In addition, she admitted that his rude conduct towards her was not based on her gender, but was based on his anger at her reporting of the text messages to the CEO.  Accordingly, his gender-neutral misconduct could not be attributed to her gender either.

Second, the Court found that his behavior was not severe or pervasive enough to constitute a hostile work environment.  The two text messages were isolated events.  The remaining incidents might have supported a successful retaliation claim, but the Court refused to stretch the law governing sexual discrimination to include gender-neutral acts that are otherwise only actionable as a retaliation claim (which she did not bring despite the opportunity to do so).

The dissent found that there was enough evidence presented both as to whether the conduct was gender related and severe and pervasive.

NOTICE: This summary is designed merely to inform and alert you of recent legal developments. It does not constitute legal advice and does not apply to any particular situation because different facts could lead to different results. Information here can be changed or amended without notice. Readers should not act upon this information without legal advice. If you have any questions about anything you have read, you should consult with or retain an employment attorney.

Tuesday, November 3, 2015

Ohio Appeals Court Refuses to Compel Arbitration of Employment or Sexual Assault Claims Where Arbitration Agreement Was Overly Broad and Ambiguous

Last Thursday, a divided Cuyahoga County Court of Appeals affirmed the denial of a motion to compel arbitration of an employee’s rape and sexual harassment claims against her former restaurant employer even though she signed an arbitration agreement covering any claims relating to her employment, “claims or controversies relating to events outside the scope of your employment,” claims involving ““personal or emotional injury to you or your family,” and excluded only claims where the ““exclusive remedies under either workers compensation law or employee injury benefit plan” or which involved “the risk of irreparable harm, such as the disclosure of confidential information.” Arnold v. Burger King, 2015-Ohio-4485.  The Court unanimously found that the plaintiff’s claims based on the alleged sexual assault did not relate to her employment or fall within the scope of the arbitration clause.  The majority also found that none of the plaintiff’s other claims of employment discrimination, retaliation and threat of termination, etc., were reasonably foreseeable to her to arise out of her employment and could not have been intended or agreed by her to be within the scope of the arbitration clause.  The majority also found the arbitration clause to be unconscionable.  

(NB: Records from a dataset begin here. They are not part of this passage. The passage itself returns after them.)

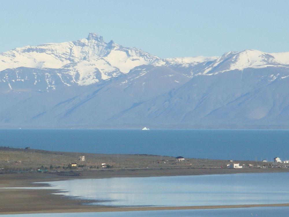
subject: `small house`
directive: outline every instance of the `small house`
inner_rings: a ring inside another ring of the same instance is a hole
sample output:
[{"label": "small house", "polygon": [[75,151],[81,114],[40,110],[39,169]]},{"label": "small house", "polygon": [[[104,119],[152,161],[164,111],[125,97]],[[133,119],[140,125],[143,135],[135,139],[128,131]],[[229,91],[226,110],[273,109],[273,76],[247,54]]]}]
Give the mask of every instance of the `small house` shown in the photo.
[{"label": "small house", "polygon": [[178,156],[176,158],[176,161],[183,161],[185,160],[185,158],[181,156]]},{"label": "small house", "polygon": [[229,164],[227,166],[228,168],[230,169],[237,169],[242,168],[243,167],[242,166],[240,166],[239,163],[231,163],[230,164]]},{"label": "small house", "polygon": [[76,167],[77,166],[77,164],[76,163],[70,163],[69,165],[71,167]]},{"label": "small house", "polygon": [[281,159],[277,157],[274,158],[274,162],[275,163],[281,163]]},{"label": "small house", "polygon": [[85,160],[85,156],[80,156],[78,160],[81,161],[84,161]]}]

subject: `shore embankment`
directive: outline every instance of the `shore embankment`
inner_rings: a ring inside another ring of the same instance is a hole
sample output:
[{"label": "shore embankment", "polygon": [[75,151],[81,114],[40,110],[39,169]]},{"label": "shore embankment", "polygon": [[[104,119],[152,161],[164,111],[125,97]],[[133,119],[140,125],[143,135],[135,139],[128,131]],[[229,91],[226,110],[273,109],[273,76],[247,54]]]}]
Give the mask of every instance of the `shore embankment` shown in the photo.
[{"label": "shore embankment", "polygon": [[[49,173],[17,173],[0,175],[0,187],[45,186],[36,182],[71,179],[101,179],[118,177],[142,177],[197,175],[240,173],[288,172],[285,168],[160,168],[103,170],[84,171],[83,175],[63,176]],[[86,205],[91,201],[53,194],[55,190],[0,189],[0,214],[102,212],[195,209],[217,209],[263,206],[289,206],[289,204],[253,204],[226,206],[178,207],[114,207]]]}]

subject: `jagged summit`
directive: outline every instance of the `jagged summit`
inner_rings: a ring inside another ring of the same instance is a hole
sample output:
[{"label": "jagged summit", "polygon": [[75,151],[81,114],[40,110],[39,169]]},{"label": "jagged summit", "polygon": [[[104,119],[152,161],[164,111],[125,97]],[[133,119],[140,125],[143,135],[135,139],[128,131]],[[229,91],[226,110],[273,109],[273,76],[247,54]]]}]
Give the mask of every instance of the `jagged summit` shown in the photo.
[{"label": "jagged summit", "polygon": [[[92,32],[87,38],[75,41],[26,46],[0,54],[0,71],[13,72],[10,73],[17,71],[18,75],[21,75],[24,71],[34,70],[23,67],[45,69],[48,89],[49,87],[57,88],[57,85],[53,84],[56,82],[55,79],[52,78],[54,76],[51,73],[56,71],[55,76],[66,86],[86,85],[126,74],[142,65],[181,69],[183,74],[192,78],[248,67],[288,64],[289,52],[270,54],[251,49],[230,52],[220,57],[200,56],[163,59],[135,47],[123,46],[112,40],[107,43],[102,36]],[[3,74],[0,81],[8,83],[11,75],[6,73]],[[36,84],[38,77],[34,77],[34,83]],[[68,80],[65,81],[66,79]]]},{"label": "jagged summit", "polygon": [[99,36],[96,33],[93,32],[90,32],[87,38],[88,40],[92,40],[100,41],[103,41],[103,38],[102,36]]},{"label": "jagged summit", "polygon": [[0,54],[0,124],[288,128],[288,85],[289,52],[162,59],[90,33]]}]

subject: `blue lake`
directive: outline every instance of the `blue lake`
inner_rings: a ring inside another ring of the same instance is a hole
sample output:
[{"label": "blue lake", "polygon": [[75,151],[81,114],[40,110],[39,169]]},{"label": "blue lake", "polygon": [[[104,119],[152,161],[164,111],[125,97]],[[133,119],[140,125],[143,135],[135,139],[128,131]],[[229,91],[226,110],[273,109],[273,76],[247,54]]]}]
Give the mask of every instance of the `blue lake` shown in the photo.
[{"label": "blue lake", "polygon": [[1,130],[0,146],[211,159],[289,159],[289,130]]},{"label": "blue lake", "polygon": [[82,179],[45,183],[95,205],[181,206],[289,203],[289,173]]},{"label": "blue lake", "polygon": [[3,215],[5,217],[285,217],[289,207],[257,207],[212,209],[138,211],[102,213],[40,214]]}]

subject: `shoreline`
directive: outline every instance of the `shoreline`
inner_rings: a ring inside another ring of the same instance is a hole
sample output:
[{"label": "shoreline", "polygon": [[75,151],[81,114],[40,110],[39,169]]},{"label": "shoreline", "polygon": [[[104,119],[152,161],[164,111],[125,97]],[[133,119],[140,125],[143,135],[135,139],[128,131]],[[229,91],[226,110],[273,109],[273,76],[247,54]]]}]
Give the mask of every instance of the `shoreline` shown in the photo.
[{"label": "shoreline", "polygon": [[244,204],[210,206],[193,206],[179,207],[100,207],[90,208],[42,210],[26,212],[0,212],[0,214],[33,214],[37,213],[73,213],[104,212],[129,212],[131,211],[153,211],[154,210],[180,210],[184,209],[234,209],[253,207],[270,207],[289,206],[289,203],[265,204]]},{"label": "shoreline", "polygon": [[[123,177],[200,175],[248,173],[288,172],[282,168],[120,169],[88,171],[80,176],[60,176],[47,173],[23,173],[0,175],[0,187],[43,187],[45,182],[83,179]],[[33,183],[42,182],[37,183]],[[85,212],[141,210],[220,209],[266,206],[289,206],[289,203],[219,206],[181,207],[117,207],[85,205],[91,200],[52,194],[57,190],[0,189],[0,214],[24,213]],[[17,206],[15,206],[15,205]]]}]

According to the Court’s lengthy opinion, upon being hired in May 2012, the plaintiff executed a mandatory arbitration agreement submitting disputes to JAMS for resolution.  The MAA contained terms describing the scope of the agreement including:

·        Any and all disputes, claims or controversies for monetary or equitable relief arising out of or relating to your employment, even disputes, claims, or controversies relating to events occurring outside the scope of your employment (“Claims”), any claims relating to her employment,

·        claims involving ““personal or emotional injury to you or your family,”

·        Claims against the franchise’s officers, directors, managers, employees, owners, attorneys and agents, as well as to any dispute you have with any entity owned, controlled or operated by Carrols Corporation.

The plaintiff filed suit against Burger King, the franchise and her former supervisor after she had been sexually assaulted by her supervisor during working hours in the men’s restroom (which she had been assigned to clean) and suffered additional sexual harassment. She also alleged that the franchise and her supervisor retaliated against her and threatened to fire her when she attempted to enforce her rights.  She specifically claimed that she had suffered from sex discrimination in her employment.  The franchise moved to compel arbitration and the trial court denied that motion without opinion.  

The Court rejected the plaintiff’s argument that disputes against the franchise were not covered by the MAA, which was signed by Carrols Corporation. Carrols Corporation was not a party to the litigation.  Carols Restaurant Group, Inc. was the sole member of Carols LLC (i.e., the franchise).  Even though the franchise was not a signatory to the MAA, it could still enforce it as an owner or agent of the Corporation.   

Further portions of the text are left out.